Clinical Bottom Line
The incidence of venous thromboembolism following temporary immobilisation for isolated lower limb trauma in ambulatory patients is approximately 11%. This rate can vary in different ambulatory cohorts from 2% to 30%, depending on the type of injury and immobilisation used. Although the majority of these events will be distal deep vein thrombosis, pulmonary emboli do occur in this cohort and contribute to cumulative incidence.
Level of Evidence
Level 2 - Studies considered were neither 1 or 3.

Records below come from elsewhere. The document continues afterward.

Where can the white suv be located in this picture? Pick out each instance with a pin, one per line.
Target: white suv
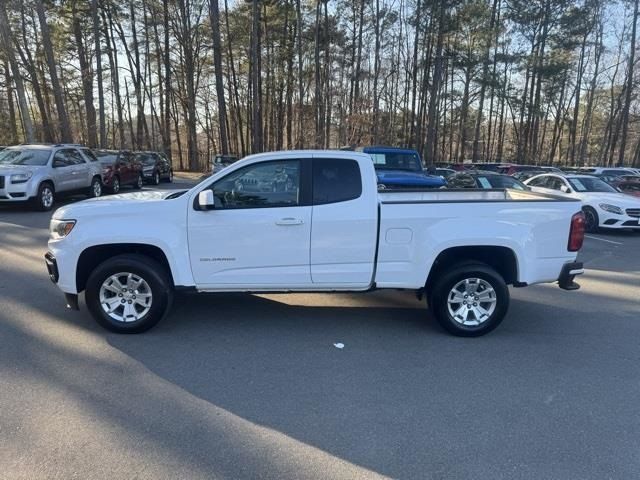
(37, 173)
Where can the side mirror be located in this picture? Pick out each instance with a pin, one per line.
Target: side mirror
(206, 200)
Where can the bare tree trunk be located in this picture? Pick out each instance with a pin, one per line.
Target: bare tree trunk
(483, 83)
(102, 140)
(13, 127)
(5, 34)
(431, 141)
(376, 72)
(629, 83)
(29, 63)
(300, 142)
(588, 115)
(256, 72)
(214, 14)
(87, 81)
(65, 128)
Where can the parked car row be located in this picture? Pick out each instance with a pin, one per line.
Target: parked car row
(607, 194)
(40, 173)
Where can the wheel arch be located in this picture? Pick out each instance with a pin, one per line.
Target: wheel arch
(502, 259)
(93, 256)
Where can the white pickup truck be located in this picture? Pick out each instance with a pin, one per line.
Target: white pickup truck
(312, 221)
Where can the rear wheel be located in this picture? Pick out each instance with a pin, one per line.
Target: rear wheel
(45, 198)
(128, 293)
(470, 300)
(591, 219)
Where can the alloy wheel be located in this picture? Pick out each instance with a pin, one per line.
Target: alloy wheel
(46, 197)
(471, 302)
(125, 297)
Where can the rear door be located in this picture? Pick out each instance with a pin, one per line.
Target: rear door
(125, 168)
(62, 171)
(344, 225)
(82, 172)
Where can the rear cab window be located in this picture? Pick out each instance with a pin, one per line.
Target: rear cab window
(335, 180)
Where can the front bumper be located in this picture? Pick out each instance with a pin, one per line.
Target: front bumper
(568, 274)
(13, 192)
(54, 275)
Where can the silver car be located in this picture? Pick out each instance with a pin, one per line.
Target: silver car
(38, 173)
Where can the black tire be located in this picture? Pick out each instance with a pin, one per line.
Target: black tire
(95, 189)
(45, 198)
(591, 219)
(115, 186)
(443, 287)
(141, 266)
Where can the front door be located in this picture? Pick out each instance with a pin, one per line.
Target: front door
(62, 171)
(258, 235)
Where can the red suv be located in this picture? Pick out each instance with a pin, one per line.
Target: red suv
(119, 168)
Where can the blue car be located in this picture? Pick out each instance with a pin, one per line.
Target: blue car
(401, 168)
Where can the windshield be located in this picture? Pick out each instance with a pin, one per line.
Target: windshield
(24, 156)
(147, 160)
(107, 158)
(585, 184)
(497, 181)
(397, 161)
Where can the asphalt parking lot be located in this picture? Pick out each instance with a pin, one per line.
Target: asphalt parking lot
(252, 386)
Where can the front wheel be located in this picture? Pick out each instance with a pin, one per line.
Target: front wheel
(95, 190)
(470, 300)
(45, 198)
(128, 293)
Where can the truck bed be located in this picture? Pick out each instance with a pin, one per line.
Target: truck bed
(415, 226)
(464, 195)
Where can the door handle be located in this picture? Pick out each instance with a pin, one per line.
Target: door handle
(289, 221)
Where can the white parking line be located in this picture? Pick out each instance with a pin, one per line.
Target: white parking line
(603, 240)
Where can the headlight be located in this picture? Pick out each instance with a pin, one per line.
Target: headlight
(20, 177)
(611, 208)
(61, 228)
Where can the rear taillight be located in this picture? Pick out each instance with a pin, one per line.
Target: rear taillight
(576, 234)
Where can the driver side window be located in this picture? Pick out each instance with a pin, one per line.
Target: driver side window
(540, 182)
(61, 159)
(270, 184)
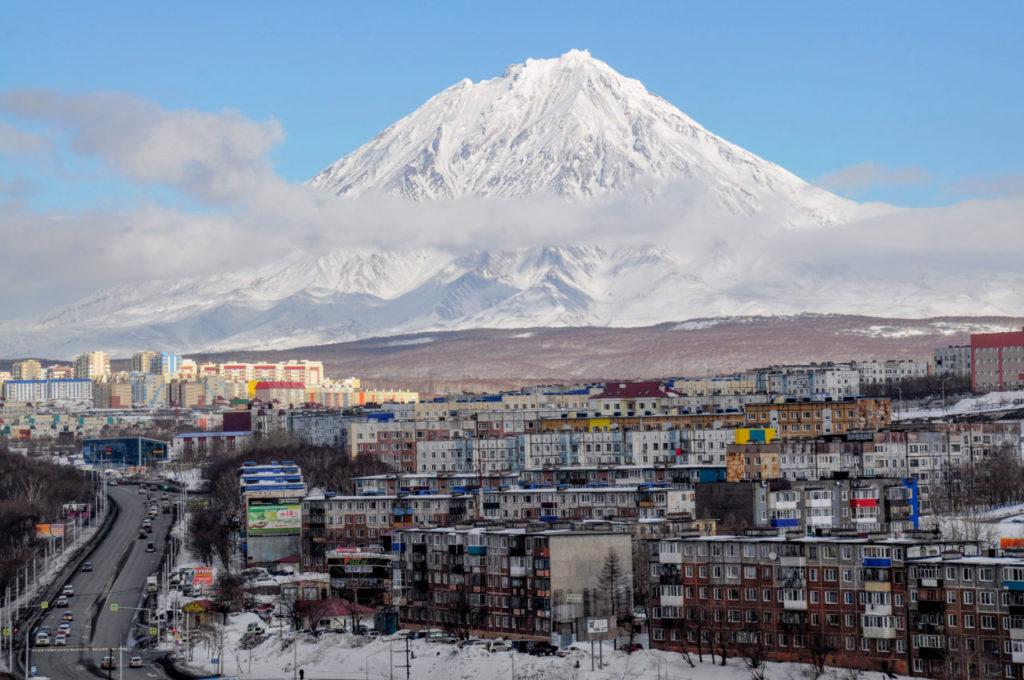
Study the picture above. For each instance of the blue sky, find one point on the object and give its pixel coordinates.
(142, 140)
(922, 99)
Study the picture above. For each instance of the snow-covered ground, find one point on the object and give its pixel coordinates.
(338, 656)
(971, 405)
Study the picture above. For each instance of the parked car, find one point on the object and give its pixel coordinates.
(543, 649)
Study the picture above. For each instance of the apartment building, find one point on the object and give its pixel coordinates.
(952, 360)
(850, 600)
(28, 369)
(91, 366)
(997, 362)
(812, 506)
(888, 371)
(526, 581)
(805, 418)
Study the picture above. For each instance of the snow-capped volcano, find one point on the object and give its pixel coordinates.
(570, 127)
(654, 219)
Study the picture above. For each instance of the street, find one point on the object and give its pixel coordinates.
(95, 629)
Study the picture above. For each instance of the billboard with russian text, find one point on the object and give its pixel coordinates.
(267, 518)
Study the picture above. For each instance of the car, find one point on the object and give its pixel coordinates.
(544, 649)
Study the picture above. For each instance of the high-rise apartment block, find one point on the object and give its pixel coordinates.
(91, 366)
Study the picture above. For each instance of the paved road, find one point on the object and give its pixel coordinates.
(96, 590)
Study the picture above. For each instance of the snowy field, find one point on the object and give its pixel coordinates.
(349, 657)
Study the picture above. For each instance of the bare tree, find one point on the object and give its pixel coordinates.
(752, 649)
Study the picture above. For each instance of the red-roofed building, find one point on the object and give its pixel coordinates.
(284, 391)
(997, 362)
(638, 397)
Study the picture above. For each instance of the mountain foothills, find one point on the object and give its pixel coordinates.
(559, 194)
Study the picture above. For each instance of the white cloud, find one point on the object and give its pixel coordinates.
(854, 179)
(212, 158)
(220, 160)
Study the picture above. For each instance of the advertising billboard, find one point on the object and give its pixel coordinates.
(266, 517)
(203, 576)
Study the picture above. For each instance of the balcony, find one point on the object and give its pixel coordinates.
(670, 558)
(880, 633)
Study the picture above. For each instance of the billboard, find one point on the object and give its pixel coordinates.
(269, 517)
(48, 530)
(203, 576)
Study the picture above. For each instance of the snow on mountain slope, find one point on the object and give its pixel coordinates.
(345, 295)
(572, 127)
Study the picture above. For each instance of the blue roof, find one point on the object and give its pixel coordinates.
(207, 435)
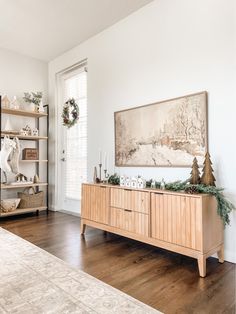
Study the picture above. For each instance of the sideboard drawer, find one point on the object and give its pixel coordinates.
(177, 219)
(129, 220)
(128, 199)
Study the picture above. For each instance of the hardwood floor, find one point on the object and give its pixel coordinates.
(166, 281)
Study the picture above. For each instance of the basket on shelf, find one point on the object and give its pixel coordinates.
(31, 200)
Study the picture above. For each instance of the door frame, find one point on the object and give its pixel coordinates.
(58, 130)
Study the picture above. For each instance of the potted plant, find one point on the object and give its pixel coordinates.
(33, 99)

- Patil S, Gandhi J, Curzon I, et al. Incidence of deep-vein thrombosis in patients with fractures of the ankle treated in a plaster cast J Bone Joint Surg (Br) 2007;89-B:1340-3
- Testroote M, Stiger W, de Visser DC, et al. Low molecular weight heparin for prevention of venous thromboembolism in patients with lower-leg immobilization Cochrane Database of Systematic Reviews 2008, Issue 4
- Bertoletti L, Rhigini M, Bounameaux H, et al; Acute venous thromboembolism after non major orthopaedic surgery or post-traumatic limb immobilisation Thrombosis and Haemostasis 2011;105:739-741
- Nilsson-Helander K, Thurin A, Karlsson J, et al. High incidence of deep vein thrombosis after Achilles tendon rupture: a prospective study Knee surgery, Sports traumatology, Arthroscopy. 2009;17(10):1234-1238
- Beam DM, Courtney DM, Kabrehl C, et al. Risk of thromboembolism varies, depending on category of immobility in outpatients Annals of Emergency Medicine 2009;54(2):147-152
- Healey B, Beasley R, Weatherall M. Venous thromboembolism following prolonged cast immobilisation for injury to the tendo achillis. The Journal of Bone and Joint Surgery (Br) 2010;92-B:646-650
- Thomas S, van Kampen M. Should orthopedic outpatients with lower limb casts be given deep vein thrombosis prophylaxis? Clinical & Applied Thrombosis/Hemostasis 17(4):405-7
- Schade VL, Roukis TS. Antithrombotic pharmacologic prophylaxis use during conservative and surgical management of foot and ankle disorders: a systematic review. Clin Podiatr Med Surg 2011;28:571–88.